Using the proxy is as easy as sticking the URL you want on the end of the URL for the proxy server.

const fetch = require('node-fetch')
const proxyServer = 'http://localhost:10700'
const link = 'https://example.com'
fetch(`${proxyServer}/${link}`, opts)

REQUESTING FROM CACHE

// To fetch ONLY from the cache (and 504 if not in the cache):
fetch(`${proxyServer}/${link}`, {headers: {cache-control: 'only-if-cached'}})

// To fetch from the cache if available (but hit the network if not):
fetch(`${proxyServer}/${link}`, {headers: {cache-control: 'prefer-cached'}})

ALL TOGETHER

So for example, to get a fetch that will send all requests to the proxy server and prefer cached versions:

const nodeFetch = require('node-fetch')
const proxyServer = 'http://localhost:10700'
const fetch = (link, opts = {}) =>
  nodeFetch(`${proxyServer}/${link}`, {'cache-control': 'prefer-cached', ...opts})

VIEWING THE STATUS

If the proxy was running on port 10700 then visit http://localhost:10700/ and you'll get summary of the current status of the proxy.

EXAMPLE CONFIG

[agent]
name = "ExampleProxy"
version = "1"
homepage = "https://example.com"

[proxy]
port = 10700
requestlog = true
cache = true
cachedir = 'cache/'

[global.limits]
per-second = 120
concurrent = 60

[sites.default]
limits = { per-second = 8, concurrent = 4, retries = 5 }

[sites."very-limited.example.com"]
limits = { per-second = 1, concurrent = 2 }

[sites."needs-authentication.example.com"]
cookies = [
  "auth_cookie=abc-def-ghi-jkl-ghi-123-456-789"
]

CONFIG

templatedir =

Place to look for the scoreboard template file proxy-scoreboard.html. Defaults to the one bundled with the module.

verify =

Default: true. If true and caching is enabled, the cache will be verified and stale entries removed at startup time. With a large cache this may make a goodly number of seconds.

agent =

Configures how the proxy represents itself to the world.

agent.name

Required. The name of your proxy, will show up in the user-agent.

agent.version

Required. The version of your proxy, will show up in the user agent

agent.homepage

Required. This should be a web page describing what you're doing and how to contact you if your spidering is causing problems for a site. This shows up in the user agent.

agent.maxSockets

Default: 60. This needs to be >= the global concurrent limit. This is per-protocol so it would allow 60 http and 60 https sockets.

agent.outboundAddress

proxy =

General configuration about the service itself

proxy.port =

Default: 10700. The port for the proxy to listen on.

proxy.requestlog =

Default: true. Print a request log to STDOUT.

proxy.cache =

Default: true. Record requests to a cache.

proxy.cachedir =

Default: 'cache/'. The directory to cache requests in. Defaults to cache/ under the current location.

global =

Stores global request limits that are computed across ALL requests regardless of domain

global.limits = {per-second, concurrent, minimum-gap}

Limits across all sites, combined. Used to protect you and your network network, not the site being scraped.

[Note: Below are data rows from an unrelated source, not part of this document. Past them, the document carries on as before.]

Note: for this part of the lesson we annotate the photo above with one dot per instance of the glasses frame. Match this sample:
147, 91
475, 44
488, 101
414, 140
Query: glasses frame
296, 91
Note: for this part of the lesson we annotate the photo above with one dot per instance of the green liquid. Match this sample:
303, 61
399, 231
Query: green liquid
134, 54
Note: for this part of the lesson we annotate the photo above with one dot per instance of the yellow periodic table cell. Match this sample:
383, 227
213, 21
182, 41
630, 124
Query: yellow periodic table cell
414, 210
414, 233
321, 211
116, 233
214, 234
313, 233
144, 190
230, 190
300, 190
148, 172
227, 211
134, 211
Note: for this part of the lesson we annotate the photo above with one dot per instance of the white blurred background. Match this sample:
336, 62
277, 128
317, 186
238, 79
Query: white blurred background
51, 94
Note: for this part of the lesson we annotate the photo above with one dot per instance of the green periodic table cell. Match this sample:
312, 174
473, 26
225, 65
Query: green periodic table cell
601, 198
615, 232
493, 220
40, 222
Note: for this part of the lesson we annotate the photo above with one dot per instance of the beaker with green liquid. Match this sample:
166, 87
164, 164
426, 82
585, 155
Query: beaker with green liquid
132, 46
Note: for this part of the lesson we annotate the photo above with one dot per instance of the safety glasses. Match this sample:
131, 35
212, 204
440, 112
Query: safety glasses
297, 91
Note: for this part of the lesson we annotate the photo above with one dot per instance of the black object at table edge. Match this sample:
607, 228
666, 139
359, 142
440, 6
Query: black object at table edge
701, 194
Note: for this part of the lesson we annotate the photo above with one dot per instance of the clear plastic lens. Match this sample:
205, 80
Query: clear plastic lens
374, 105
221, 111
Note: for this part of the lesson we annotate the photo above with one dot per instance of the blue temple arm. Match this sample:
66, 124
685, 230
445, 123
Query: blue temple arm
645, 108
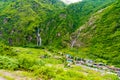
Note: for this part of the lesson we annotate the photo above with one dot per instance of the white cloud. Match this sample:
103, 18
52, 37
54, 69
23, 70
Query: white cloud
70, 1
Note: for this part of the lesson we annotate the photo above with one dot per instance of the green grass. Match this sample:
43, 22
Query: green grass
31, 65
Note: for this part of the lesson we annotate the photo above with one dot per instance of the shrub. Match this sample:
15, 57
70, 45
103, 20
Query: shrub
8, 63
26, 61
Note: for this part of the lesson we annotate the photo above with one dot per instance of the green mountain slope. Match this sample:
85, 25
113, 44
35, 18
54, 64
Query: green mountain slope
20, 19
101, 34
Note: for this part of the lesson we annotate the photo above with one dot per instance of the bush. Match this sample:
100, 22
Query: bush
8, 63
26, 61
6, 50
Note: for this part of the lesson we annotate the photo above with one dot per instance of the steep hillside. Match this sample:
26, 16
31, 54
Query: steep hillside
101, 34
20, 19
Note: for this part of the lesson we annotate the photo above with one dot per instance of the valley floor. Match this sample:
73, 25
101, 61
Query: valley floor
40, 64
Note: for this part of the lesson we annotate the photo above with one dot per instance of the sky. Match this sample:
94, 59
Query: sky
70, 1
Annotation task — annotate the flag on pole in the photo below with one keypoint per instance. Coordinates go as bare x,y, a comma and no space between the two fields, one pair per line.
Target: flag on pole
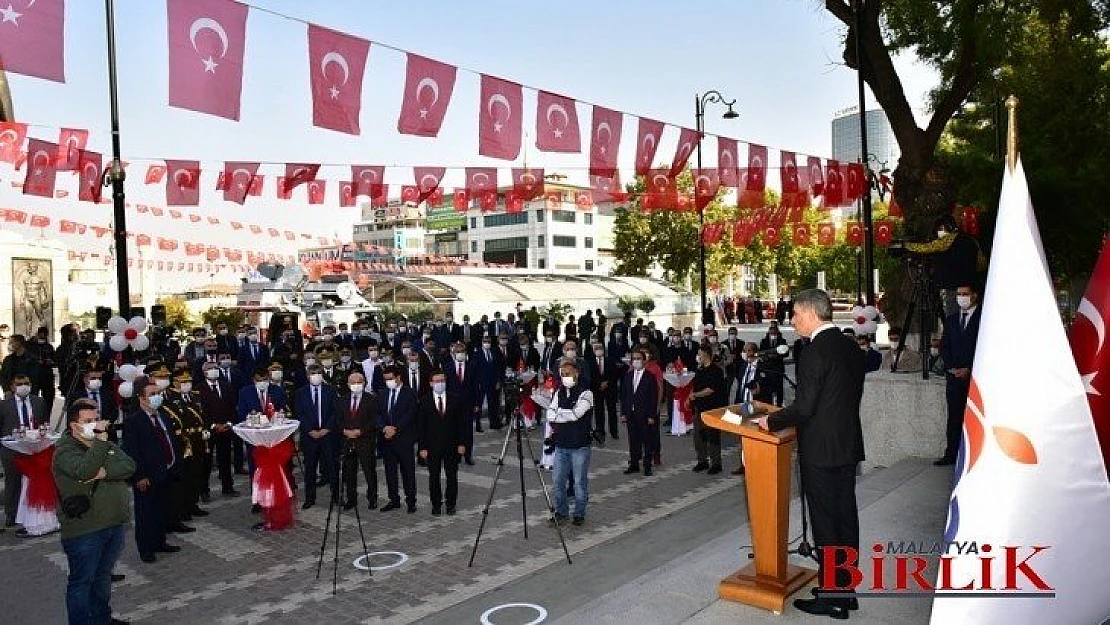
1030,481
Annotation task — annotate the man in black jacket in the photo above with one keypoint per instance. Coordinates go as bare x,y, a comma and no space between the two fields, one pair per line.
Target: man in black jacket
830,439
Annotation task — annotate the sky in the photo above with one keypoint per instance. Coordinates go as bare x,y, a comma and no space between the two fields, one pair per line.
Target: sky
779,59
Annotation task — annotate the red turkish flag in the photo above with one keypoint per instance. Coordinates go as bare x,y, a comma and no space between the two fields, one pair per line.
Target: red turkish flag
41,172
605,141
299,173
12,135
316,189
207,43
557,123
884,233
238,180
364,177
1089,345
647,143
527,183
687,141
336,63
800,234
90,165
826,233
31,39
429,86
70,143
500,119
854,233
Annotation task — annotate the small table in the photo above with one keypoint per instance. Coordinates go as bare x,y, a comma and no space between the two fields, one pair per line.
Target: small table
38,499
682,420
270,487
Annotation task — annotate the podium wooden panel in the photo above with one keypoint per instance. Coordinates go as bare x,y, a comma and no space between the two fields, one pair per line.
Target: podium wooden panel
770,580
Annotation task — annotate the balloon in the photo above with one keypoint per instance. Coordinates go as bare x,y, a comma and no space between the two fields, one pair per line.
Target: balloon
139,323
117,324
140,342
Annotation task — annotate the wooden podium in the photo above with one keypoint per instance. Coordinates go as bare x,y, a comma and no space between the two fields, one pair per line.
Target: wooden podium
769,580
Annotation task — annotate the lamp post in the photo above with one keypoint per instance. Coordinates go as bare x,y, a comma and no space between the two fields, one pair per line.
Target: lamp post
699,102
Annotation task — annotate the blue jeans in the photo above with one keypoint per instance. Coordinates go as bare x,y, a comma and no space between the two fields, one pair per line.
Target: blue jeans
91,558
568,462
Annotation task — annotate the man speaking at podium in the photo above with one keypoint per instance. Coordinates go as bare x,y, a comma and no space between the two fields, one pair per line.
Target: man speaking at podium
830,437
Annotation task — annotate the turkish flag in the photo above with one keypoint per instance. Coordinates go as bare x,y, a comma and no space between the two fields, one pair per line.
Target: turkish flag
70,143
207,43
647,143
557,123
364,177
238,180
41,172
1089,345
854,233
31,39
299,173
687,141
800,234
727,161
826,233
605,141
429,86
12,135
336,63
527,183
90,167
500,120
884,233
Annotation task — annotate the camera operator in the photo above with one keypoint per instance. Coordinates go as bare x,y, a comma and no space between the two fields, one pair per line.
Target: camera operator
91,476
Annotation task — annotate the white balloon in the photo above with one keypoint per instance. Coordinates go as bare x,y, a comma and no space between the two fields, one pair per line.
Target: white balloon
117,324
139,323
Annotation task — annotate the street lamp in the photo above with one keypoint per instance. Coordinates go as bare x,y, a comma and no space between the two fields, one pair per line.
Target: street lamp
699,102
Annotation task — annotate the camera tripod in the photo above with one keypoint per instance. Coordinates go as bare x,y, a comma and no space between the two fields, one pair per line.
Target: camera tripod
516,429
344,467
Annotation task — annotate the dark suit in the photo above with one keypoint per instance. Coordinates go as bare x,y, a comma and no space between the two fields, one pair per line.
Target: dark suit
152,505
360,451
440,435
957,349
397,452
318,451
830,437
639,405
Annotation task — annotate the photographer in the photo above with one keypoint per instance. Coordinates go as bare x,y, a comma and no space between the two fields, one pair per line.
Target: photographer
91,475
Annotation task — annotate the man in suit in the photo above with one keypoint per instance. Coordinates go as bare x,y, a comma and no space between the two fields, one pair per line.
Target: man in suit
357,422
396,436
218,402
443,421
639,409
830,439
151,443
315,407
957,349
20,409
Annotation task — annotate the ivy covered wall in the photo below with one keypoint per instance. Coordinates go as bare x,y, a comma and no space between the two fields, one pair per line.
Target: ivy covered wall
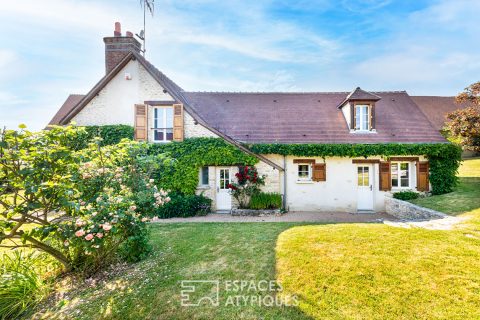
444,158
181,174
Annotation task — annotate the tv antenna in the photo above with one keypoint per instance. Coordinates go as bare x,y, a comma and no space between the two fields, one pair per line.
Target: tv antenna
146,5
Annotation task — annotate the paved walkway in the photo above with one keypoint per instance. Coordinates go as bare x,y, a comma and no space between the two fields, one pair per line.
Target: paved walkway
318,217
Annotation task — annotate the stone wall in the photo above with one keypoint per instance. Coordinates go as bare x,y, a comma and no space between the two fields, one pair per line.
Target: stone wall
409,211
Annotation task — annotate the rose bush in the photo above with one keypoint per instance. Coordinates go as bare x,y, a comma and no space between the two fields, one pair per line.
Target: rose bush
248,184
81,207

global.limits.per-second =

Default: Infinity. Maximum number of requests per second to make.

global.limits.concurrent =

Default: Infinity. Maximum number of current requests allowed at a time.

global.limits.minimum-gap =

Default: 0. Minimum time that must elapse between a request completing and a new request being made.

sites =

This is a map of domain names to objects configuring requests to that domain.

DEFAULT SITE

There is a special site named default which is used to set default limits.

SITE PROPERTIES

site.cookies = []

This is an array of cookies to be sent to a site, it should look like:

  "cookie_name=cookie-value"

You can restrict cookies to only part of the site by adding a Path component:

  "cookie_name=cookie-value; Path=/example/"

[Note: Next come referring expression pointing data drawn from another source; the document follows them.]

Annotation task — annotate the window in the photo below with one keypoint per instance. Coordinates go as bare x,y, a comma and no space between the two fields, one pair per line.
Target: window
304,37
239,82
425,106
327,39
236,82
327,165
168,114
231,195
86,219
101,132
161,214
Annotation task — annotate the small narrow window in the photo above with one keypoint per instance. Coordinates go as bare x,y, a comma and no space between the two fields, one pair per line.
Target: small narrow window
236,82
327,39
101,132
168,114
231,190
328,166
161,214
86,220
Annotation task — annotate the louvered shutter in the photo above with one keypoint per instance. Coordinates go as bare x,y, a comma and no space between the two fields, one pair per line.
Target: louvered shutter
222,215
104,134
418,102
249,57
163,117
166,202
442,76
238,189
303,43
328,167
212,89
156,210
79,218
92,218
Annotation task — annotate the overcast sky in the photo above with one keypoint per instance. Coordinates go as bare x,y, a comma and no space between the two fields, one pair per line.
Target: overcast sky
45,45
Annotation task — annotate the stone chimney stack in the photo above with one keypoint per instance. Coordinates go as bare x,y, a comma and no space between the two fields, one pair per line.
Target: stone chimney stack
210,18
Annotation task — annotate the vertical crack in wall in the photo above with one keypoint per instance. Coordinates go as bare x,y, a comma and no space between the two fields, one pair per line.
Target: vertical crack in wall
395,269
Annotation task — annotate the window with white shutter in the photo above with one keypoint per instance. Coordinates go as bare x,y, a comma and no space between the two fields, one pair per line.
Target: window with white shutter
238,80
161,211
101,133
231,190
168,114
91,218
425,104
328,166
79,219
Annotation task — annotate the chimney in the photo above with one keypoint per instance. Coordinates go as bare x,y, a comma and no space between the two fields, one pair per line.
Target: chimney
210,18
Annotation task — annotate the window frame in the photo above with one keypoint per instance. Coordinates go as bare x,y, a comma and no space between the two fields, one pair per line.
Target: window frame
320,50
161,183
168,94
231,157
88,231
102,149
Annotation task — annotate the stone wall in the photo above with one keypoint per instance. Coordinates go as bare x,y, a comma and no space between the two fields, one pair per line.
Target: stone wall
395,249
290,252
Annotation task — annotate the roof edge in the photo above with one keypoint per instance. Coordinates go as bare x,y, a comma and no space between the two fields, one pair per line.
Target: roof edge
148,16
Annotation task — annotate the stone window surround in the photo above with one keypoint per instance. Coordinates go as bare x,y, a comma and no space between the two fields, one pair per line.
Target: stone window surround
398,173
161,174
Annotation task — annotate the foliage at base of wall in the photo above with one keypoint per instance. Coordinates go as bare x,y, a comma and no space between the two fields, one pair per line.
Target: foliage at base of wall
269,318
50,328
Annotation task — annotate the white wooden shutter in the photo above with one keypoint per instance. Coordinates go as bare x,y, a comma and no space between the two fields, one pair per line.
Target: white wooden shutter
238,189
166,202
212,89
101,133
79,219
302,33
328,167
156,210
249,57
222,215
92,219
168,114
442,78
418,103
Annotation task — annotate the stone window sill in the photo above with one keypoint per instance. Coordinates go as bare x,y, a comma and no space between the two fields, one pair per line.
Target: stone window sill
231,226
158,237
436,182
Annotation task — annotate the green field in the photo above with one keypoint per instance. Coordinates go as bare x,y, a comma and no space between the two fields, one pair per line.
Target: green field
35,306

site.limits = {per-second, concurrent, minimum-gap, retries}

Site limits are like global limits

site.limits.per-second =

Default: 8. Maximum number of requests per second to make.

site.limits.concurrent =

Default: 4. Maximum number of current requests allowed at a time.

site.limits.minimum-gap =

Default: 0. Minimum time that must elapse between a request completing and a new request being made.

site.limits.retries =

Default: 5. Maximum number of times to retry a failing request. Requests can fail due to timeouts, server errors, or explit requests to query more slowly (eg, the server sending a 429).

site.limits.timeout =

Default: 15. Seconds in which a request must complete.

RETRY DELAYS

When a retry is needed, the retry is delayed for an amount of time computed based on this formula:

1.5 + (0.5 * (tries ** 2))

This exponential backoff means that if the server is overloaded we'll give it more and more space to get things together before trying again.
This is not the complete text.